Côte d’Ivoire : un an après l’attentat de Grand-Bassam, où en est l’enquête ?

Par Jeune Afrique - Côte d’Ivoire. Un an après l’attentat de Grand-Bassam, où en est l’enquête ?

Sécurisation de la zone autour de l'hôtel Étoile du Sud, visé par les attaques terroristes, à Grand-Bassam, le 15 mars 2016. © Carley Petesch/AP/SIPA.

Le 13 mars 2016, la cité balnéaire de Grand-Bassam était frappée par un attentat faisant 19 morts. Un an après, Jeune Afrique fait le point sur l'enquête.

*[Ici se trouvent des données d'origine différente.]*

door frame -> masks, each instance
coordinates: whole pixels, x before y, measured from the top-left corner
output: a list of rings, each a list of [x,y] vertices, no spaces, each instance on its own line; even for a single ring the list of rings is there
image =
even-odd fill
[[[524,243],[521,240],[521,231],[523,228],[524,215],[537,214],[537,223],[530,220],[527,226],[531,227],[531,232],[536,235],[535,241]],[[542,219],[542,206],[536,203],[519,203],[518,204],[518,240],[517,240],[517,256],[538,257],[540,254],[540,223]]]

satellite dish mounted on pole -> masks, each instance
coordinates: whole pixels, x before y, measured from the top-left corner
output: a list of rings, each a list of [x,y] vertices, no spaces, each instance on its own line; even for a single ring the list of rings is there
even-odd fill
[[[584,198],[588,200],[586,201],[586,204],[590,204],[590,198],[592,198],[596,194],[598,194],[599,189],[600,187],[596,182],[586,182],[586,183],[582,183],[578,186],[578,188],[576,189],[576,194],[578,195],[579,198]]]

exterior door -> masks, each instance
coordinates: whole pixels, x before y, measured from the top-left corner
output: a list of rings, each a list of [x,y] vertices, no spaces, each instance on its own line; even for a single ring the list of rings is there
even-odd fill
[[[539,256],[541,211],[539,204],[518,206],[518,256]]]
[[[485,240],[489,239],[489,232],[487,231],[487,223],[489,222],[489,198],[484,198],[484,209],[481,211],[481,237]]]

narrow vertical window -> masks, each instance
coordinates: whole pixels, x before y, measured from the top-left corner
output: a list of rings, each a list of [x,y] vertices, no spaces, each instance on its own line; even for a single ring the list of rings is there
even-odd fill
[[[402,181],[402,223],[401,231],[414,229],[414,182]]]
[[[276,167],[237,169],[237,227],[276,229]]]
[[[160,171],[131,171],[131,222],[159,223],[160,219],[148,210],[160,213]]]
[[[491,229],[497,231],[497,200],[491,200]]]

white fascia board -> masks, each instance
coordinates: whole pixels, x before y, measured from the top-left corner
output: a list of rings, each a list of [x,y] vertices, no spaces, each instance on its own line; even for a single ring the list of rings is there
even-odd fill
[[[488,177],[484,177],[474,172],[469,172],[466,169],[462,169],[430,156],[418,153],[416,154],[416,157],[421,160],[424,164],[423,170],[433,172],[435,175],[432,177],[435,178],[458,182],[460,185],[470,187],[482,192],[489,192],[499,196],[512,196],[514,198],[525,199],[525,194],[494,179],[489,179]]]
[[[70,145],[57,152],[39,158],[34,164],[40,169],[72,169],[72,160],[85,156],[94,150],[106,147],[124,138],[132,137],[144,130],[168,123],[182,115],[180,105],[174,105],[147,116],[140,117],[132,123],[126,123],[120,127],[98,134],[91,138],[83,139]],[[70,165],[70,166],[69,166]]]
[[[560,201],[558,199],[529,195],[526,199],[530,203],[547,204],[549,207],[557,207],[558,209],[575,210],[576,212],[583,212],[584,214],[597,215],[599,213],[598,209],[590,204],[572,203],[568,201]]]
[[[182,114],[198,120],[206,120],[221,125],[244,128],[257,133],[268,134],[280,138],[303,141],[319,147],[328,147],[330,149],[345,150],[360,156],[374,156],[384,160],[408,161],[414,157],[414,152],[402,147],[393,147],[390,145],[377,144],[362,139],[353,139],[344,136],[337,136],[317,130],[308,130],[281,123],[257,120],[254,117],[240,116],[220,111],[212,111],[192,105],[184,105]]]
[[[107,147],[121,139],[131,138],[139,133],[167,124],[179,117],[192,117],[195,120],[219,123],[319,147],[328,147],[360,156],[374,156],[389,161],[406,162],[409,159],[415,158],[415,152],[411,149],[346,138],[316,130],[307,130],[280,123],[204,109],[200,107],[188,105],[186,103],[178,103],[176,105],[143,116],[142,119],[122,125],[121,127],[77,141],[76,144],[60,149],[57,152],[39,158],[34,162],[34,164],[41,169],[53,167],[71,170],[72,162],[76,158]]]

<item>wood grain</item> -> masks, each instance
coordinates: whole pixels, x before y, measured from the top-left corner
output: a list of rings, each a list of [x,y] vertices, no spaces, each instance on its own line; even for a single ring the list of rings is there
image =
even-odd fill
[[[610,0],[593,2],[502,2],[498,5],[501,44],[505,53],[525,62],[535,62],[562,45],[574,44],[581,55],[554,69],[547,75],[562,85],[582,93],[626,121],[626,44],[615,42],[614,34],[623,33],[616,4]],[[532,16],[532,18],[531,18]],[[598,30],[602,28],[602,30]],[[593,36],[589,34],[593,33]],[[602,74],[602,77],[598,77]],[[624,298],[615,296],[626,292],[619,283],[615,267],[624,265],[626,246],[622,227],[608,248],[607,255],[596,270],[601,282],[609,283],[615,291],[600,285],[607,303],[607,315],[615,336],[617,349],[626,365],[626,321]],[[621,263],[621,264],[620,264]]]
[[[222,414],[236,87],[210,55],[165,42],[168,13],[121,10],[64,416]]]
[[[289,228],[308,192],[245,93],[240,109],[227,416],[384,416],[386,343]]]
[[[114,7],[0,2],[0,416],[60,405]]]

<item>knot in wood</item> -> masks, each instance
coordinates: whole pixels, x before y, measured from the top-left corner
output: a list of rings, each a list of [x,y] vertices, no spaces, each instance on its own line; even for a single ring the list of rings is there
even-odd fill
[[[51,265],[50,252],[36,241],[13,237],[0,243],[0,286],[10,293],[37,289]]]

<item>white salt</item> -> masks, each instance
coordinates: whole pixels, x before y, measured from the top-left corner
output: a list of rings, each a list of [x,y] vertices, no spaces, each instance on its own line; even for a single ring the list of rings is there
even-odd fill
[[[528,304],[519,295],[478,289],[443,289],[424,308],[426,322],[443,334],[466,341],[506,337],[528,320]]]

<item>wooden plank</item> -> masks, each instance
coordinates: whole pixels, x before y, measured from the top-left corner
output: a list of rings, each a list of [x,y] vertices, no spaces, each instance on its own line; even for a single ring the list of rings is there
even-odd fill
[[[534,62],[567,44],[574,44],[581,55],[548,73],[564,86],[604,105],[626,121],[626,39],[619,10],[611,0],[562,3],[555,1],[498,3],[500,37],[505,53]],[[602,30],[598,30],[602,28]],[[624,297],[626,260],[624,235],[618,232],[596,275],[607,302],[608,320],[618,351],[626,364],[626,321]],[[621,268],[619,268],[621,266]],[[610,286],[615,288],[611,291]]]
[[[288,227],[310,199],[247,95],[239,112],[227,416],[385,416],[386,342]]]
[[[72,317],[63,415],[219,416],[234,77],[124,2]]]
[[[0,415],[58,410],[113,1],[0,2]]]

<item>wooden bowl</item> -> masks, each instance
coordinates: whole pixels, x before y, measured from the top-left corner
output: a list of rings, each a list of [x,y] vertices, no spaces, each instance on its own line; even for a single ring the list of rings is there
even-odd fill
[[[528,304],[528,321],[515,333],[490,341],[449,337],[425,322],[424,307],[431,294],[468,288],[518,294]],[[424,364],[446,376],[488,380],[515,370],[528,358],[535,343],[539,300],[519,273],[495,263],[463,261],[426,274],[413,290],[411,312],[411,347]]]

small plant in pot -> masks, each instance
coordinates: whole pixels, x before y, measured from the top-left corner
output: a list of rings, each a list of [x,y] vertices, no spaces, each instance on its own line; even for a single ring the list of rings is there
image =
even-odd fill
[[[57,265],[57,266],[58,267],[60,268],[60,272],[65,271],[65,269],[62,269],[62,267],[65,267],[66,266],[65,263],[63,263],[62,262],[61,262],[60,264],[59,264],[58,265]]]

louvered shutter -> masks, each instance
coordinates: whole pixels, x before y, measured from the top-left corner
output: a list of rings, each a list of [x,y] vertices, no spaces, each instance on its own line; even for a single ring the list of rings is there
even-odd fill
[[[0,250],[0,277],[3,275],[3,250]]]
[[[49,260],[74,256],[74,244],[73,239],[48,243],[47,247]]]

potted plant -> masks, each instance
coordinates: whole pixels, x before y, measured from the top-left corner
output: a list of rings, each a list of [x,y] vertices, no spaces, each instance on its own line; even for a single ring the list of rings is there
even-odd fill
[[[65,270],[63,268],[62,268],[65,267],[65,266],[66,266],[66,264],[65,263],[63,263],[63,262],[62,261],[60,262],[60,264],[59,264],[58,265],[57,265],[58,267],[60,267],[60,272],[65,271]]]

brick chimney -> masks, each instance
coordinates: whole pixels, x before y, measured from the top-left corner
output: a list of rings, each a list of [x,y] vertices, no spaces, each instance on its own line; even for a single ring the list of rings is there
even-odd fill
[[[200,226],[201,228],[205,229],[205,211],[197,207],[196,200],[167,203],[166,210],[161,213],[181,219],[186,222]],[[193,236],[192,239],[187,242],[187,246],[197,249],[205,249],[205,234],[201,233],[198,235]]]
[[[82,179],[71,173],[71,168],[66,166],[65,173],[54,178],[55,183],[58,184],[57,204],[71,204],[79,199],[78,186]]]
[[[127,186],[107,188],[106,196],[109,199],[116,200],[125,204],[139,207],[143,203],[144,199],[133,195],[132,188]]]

Al-Qaïda au Maghreb islamique (Aqmi) avait très vite revendiqué l’attaque du 13 mars, détaillant l’identité de trois terroristes : Hamza al-Fulani, Abou Adam al-Ansari et Abdul Rahman al-Fulani. Le 16 mars, la branche média du groupe terroriste diffusait les photos des trois assaillants, précisant que les deux premiers étaient issus des rangs de son allié Al-Mourabitoune, le mouvement dirigé par l’Algérien Mokhtar Belmokhtar. Un duo (Al-Mourabitoune ayant prêté allégeance à Aqmi en décembre 2015) qui avait déjà frappé à Ouagadougou deux mois plus tôt.

38 arrestations

« Les enquêtes ont conduit aujourd’hui à l’arrestation de 38 personnes en tout ; dont 26 en Côte d’Ivoire, 6 au Burkina Faso, 4 au Mali et 2 récemment au Sénégal », a déclaré le porte-parole du gouvernement. Parmi les personnes arrêtées figurent des terroristes impliqués au plus haut niveau dans la planification de l’attaque.

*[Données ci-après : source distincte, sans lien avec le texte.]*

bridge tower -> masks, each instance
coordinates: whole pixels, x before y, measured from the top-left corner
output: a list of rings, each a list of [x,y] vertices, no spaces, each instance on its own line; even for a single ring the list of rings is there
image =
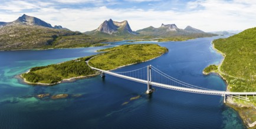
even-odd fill
[[[152,86],[150,84],[151,81],[151,65],[149,65],[147,66],[147,90],[146,91],[147,94],[152,94],[153,93]]]
[[[102,78],[104,78],[105,77],[105,73],[103,73],[103,72],[100,72],[100,76],[101,76]]]

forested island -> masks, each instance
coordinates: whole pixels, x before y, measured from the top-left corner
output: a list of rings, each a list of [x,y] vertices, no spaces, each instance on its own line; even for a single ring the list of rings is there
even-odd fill
[[[214,40],[214,47],[225,59],[220,66],[210,66],[204,72],[218,73],[228,84],[227,90],[234,92],[256,91],[256,28],[247,29],[227,39]],[[256,96],[250,101],[228,97],[227,104],[238,111],[248,127],[256,124]]]
[[[31,68],[21,75],[26,83],[32,84],[53,85],[71,79],[84,78],[96,75],[90,65],[104,70],[145,62],[167,52],[168,49],[154,44],[124,45],[103,49],[103,54],[87,56],[57,64]]]

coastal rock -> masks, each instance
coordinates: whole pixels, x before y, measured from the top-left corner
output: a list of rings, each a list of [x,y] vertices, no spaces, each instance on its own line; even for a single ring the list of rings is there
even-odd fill
[[[72,95],[72,97],[80,97],[83,96],[81,94],[73,94]]]
[[[141,97],[142,97],[142,96],[139,95],[139,96],[132,97],[131,99],[130,99],[130,100],[136,100],[136,99],[138,99],[140,98]]]
[[[38,98],[44,98],[44,97],[48,97],[48,96],[50,96],[50,93],[40,94],[37,95],[37,97]]]
[[[104,21],[95,32],[101,32],[110,35],[117,32],[128,32],[129,33],[136,34],[130,28],[127,21],[119,22],[113,21],[111,19]]]
[[[68,94],[59,94],[57,95],[53,95],[51,97],[52,99],[64,99],[68,96]]]
[[[54,28],[57,29],[65,29],[68,30],[67,28],[63,28],[61,26],[55,26],[52,27],[51,24],[34,16],[28,16],[24,14],[22,16],[19,16],[17,20],[10,22],[0,22],[0,28],[4,27],[6,25],[25,25],[31,26],[41,26],[46,28]]]
[[[190,26],[186,26],[186,28],[184,29],[184,30],[186,30],[190,33],[205,33],[204,31],[202,31],[201,30],[192,28]]]

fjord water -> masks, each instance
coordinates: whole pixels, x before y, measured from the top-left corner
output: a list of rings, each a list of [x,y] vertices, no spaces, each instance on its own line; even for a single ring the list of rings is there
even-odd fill
[[[169,49],[162,56],[116,71],[152,64],[186,83],[225,90],[218,76],[204,76],[206,66],[218,64],[221,55],[211,47],[221,37],[184,42],[153,43]],[[113,45],[129,44],[126,42]],[[145,84],[106,75],[59,84],[31,86],[17,75],[29,68],[95,55],[101,46],[47,50],[0,52],[0,128],[244,128],[237,113],[223,103],[221,96],[155,88],[146,94]],[[68,94],[66,99],[38,99],[37,94]],[[79,97],[72,95],[80,94]],[[130,100],[137,96],[141,97]],[[126,102],[126,103],[125,103]]]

Mimi Ould Baba Ould Cheick, par exemple, intercepté le 12 janvier par les militaire français dans le nord du Mali. Connu dans cette région, « il est allé un moment en Algérie. Il est revenu à Gao, avant de prendre ses quartiers à Gossi. C’est lui qui a mobilisé les hommes, les moyens, le plan pour attaquer Grand-Bassam », relate une source sécuritaire malienne citée par l’AFP.

Le ministère de l’Intérieur ivoirien dit de lui qu’il « apparaît dans la hiérarchie supérieure de ce groupe comme l’un des cerveaux impliqué à un très haut niveau ». « Il aurait reconnu avoir organisé l’attaque », assure William Assanvo, chercheur principal au bureau de Dakar de l’Institut d’études de sécurité (ISS).

Arrêtés au Mali en mars et avril 2016, Ibrahim Ould Mohamed et Alou Doumbouya, alias « man », sont respectivement présentés comme le chauffeur et bras droit de Kounta Dallah et l’homme qui a convoyé du Mali en Côte d’Ivoire les armes ayant servi à l’attaque.

Enfin, dernièrement, la police sénégalaise a annoncé avoir arrêté deux hommes en lien avec les attentats de Grand-Bassam. L’un deux aurait été en contact avec Ould Nouini, présenté par la police comme « le planificateur » de l’attaque. Problème : c’est la première fois depuis le début de l’enquête que le nom d’Ould Nouini est mentionné.

Deux soldats ivoiriens condamnés

En août 2016, les sergents Zanga Zoumana Coulibaly et Brice Touré ont été reconnus coupables de « violation de consignes » et « association de malfaiteurs » par le tribunal militaire pour avoir rencontré Assane Barry, dit « Sam », l’un des suspects de l’attentat de Grand-Bassam.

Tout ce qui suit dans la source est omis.